Markets, though, upset the old ways of doing things, and I’m betting that they will keep on doing so for a long, long time. Long enough to beat down all of the old oppressions. Long enough to make scarcity a memory, and work, a whim. And long enough to take us to the stars, as if all the rest were not enough.

Notes

[1] Some will object that Banks was a socialist. And yet his Culture is not. A post-scarcity society hardly needs to concern itself with systems of distribution; its environment has been made so productive that distribution itself is nearly superfluous. Two mistakes are likely to arise here.

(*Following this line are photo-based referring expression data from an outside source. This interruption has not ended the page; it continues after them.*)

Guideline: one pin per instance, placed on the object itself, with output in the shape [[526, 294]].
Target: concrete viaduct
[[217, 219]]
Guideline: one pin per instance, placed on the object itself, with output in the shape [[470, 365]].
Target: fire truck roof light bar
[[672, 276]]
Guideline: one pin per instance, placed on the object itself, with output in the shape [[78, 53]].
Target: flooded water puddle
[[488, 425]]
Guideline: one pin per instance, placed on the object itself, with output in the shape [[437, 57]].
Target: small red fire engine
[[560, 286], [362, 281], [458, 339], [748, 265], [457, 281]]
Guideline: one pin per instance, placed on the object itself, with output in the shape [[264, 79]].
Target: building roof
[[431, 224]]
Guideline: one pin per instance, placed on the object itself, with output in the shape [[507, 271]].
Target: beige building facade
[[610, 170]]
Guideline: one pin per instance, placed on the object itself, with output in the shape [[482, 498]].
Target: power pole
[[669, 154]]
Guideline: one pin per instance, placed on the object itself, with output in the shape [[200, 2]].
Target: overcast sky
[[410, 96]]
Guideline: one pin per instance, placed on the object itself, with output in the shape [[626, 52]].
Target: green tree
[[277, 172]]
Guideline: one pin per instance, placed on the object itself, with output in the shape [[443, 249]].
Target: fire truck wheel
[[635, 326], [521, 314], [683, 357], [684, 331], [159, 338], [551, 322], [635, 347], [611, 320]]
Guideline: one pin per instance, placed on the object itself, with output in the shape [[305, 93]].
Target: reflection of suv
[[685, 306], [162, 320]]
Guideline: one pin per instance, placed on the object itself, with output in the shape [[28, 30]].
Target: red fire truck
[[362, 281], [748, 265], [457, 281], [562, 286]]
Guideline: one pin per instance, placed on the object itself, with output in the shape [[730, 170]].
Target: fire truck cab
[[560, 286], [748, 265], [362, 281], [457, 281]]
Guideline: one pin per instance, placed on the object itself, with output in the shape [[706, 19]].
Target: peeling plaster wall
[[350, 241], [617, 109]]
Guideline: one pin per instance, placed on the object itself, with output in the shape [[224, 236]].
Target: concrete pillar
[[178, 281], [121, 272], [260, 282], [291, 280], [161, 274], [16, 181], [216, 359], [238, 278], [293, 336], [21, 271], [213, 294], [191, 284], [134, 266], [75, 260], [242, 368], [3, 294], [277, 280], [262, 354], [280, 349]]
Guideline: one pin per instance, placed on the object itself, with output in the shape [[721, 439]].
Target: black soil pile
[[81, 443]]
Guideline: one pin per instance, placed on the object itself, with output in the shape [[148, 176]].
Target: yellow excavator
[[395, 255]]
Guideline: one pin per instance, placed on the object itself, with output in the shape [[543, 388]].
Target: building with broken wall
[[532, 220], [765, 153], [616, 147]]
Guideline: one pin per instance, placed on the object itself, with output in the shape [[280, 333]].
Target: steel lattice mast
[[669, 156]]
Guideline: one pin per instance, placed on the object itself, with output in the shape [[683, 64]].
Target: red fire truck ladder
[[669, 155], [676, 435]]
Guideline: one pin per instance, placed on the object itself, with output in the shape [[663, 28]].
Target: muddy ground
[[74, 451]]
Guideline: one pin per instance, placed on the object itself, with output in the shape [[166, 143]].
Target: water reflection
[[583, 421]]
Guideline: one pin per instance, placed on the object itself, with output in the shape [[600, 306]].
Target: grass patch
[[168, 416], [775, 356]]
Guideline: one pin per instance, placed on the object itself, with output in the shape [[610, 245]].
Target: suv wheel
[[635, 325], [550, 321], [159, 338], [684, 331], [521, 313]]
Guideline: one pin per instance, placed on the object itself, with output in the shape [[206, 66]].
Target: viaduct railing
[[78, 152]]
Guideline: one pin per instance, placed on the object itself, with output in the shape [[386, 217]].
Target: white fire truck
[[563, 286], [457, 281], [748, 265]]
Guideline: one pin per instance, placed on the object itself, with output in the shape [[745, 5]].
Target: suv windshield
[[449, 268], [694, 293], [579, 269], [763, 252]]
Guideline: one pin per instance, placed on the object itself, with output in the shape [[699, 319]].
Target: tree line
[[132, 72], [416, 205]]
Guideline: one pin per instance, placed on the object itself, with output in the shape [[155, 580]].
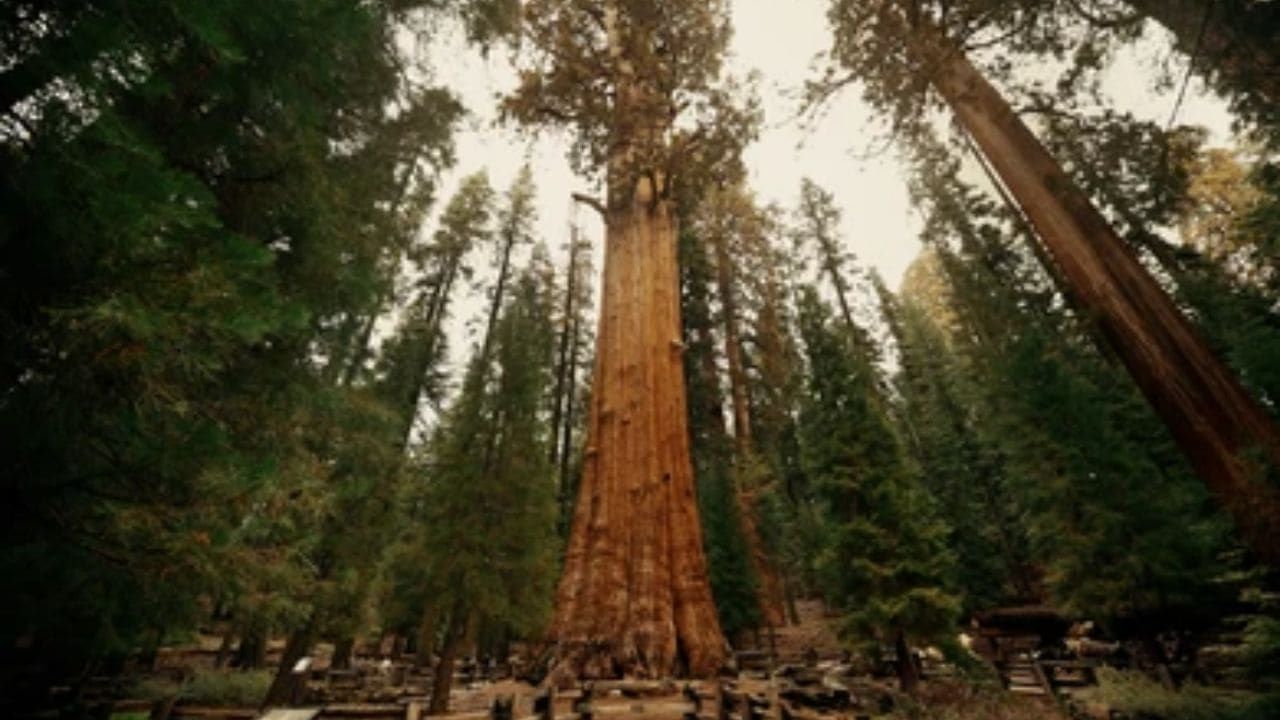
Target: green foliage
[[1114, 515], [960, 468], [481, 504], [1138, 695], [732, 577], [200, 205], [216, 688], [885, 561]]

First, some may infer that because Banks was a socialist, his endgame must be a thing that we should not want. This though seems obviously false to me. What is the purpose, after all, of economic activity? It is to alleviate scarcity. What then is a post-scarcity society? It is a place where economic activity has made itself less and less necessary – where we have solved the problem of keeping body and soul together, not just for a day, or a week or a season, but for all time if we want it.

Second, some may worry that committing to this goal will commit me in turn to employing socialist methods in the real world. But I cannot see how these could be feasible. The only thing that seems to have gotten us incrementally closer to the Culture has been commerce. Let us have more and more comparative advantage, specialization, innovation, and gains from trade – until we wake up in the post-scarcity world. I don’t think there are any other ways to do it, and I believe that as long as we keep employing these ways, we will get there eventually.

[2] While we’re at it, traditional European society was always more or less anti-Semitic. I suspect this was in part because it identified Jews with commerce, and because it knew that commerce is the ultimate enemy of tradition. This leads us down many paths, though, and it should perhaps be saved for another time.